Wieder im Hotel angekommen, mache ich mich aufgeregt an die Arbeit. Ich träufle etwas von der Flüssigkeit auf meinen Handrücken und reibe mit den Fingern meiner anderen Hand so lange, bis das Wunder geschieht: Die Paste ist fertig. Ich trage sie großflächig auf die Wunde auf. Dort verwandelt sie sich in eine Art zweite Haut, die wie ein Schutzschild funktioniert. Sogar meine Schmerzen verblassen. Meine Neugier und auch mein Optimismus sind geweckt. Während ich in meinem Hotelzimmer ausharre, schlage ich eifrig in die Tasten meines Laptops.
Sangre de Grado: So wirkt es
Sangre de Grado, so lerne ich, ist ein traditionelles Heilmittel der Dschungelbewohner. Es wird aus dem Harz des Kroton-Lechleri-Baumes gewonnen. Nach einem zielgerichteten Hieb mit der Machete, tritt das blutähnliche Harz aus und wird geerntet. In Peru wird es zum Beispiel bei Magen-Darm-Problemen, bei Wunden und Blutungen, Infektionen und Hautausschlägen verwendet. Dieses geheimnisvoll klingende Heilmittel hat auch die Wissenschaftler auf den Plan gerufen, die Inhaltsstoffe und seine Wirkungsweise, näher zu erforschen. Die Erkenntnisse aus den Studien belegen, dass das unbehandelte Harz das Zusammenziehen von Wunden anregt, bei der Bildung von Kollagen hilft und die Haut schneller regenerieren lässt. Je nach Quelle beschleunigt es die Wundheilung vier bis sogar zwanzigfach!

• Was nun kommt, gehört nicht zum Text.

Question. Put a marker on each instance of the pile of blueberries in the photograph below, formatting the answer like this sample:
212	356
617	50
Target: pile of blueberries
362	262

Dr. John Wallace von der Medizinische Fakultät der Universität in Calgary erforscht das Sangre de Grado in Bezug auf die Hemmung von Schmerzen und Entzündungen: „Sangre de Grado verhindert nicht nur die Schmerzempfindung. Es blockiert auch die Gewebereaktion, auf eine von den Nerven freigesetzte Chemikalie, die Entzündungen begünstigt. Es gibt zurzeit keine andere Substanz, von der wir wüssten, dass sie diese gleichen Wirkungen teilt.“
Ein andersgeartetes Abenteuer
Begeistert gucke ich auf meinen Unterschenkel. Ein wahres Wundermittel, dieses Drachenblut. Ich bin beruhigt. Der Heilungsprozess wird zu meinem eigenen kleinen Abenteuer. Während mein Freund die Stadt erkundet und über den Schamanenmarkt gejagt wird (er wird beim Fotografieren erwischt und ein Mann, mit Beil bewaffnet, zeigt ihm die lokalen Sitten) sitze ich erwartungsvoll im Bett und beobachte. Immer wieder schmiere ich die Paste auf die aufgeplatzten Stellen, schütze sie vor Keimen und anderen ungeladenen Mikroben.
Nach zehn Tagen ist es endlich so weit. Die Reise kann weiter gehen. Mein Bein ist genug verheilt, um neuen Gefahren zu trotzen. Voller Tatendrang und Abenteuerlust springe ich an Bord des Containerschiffes.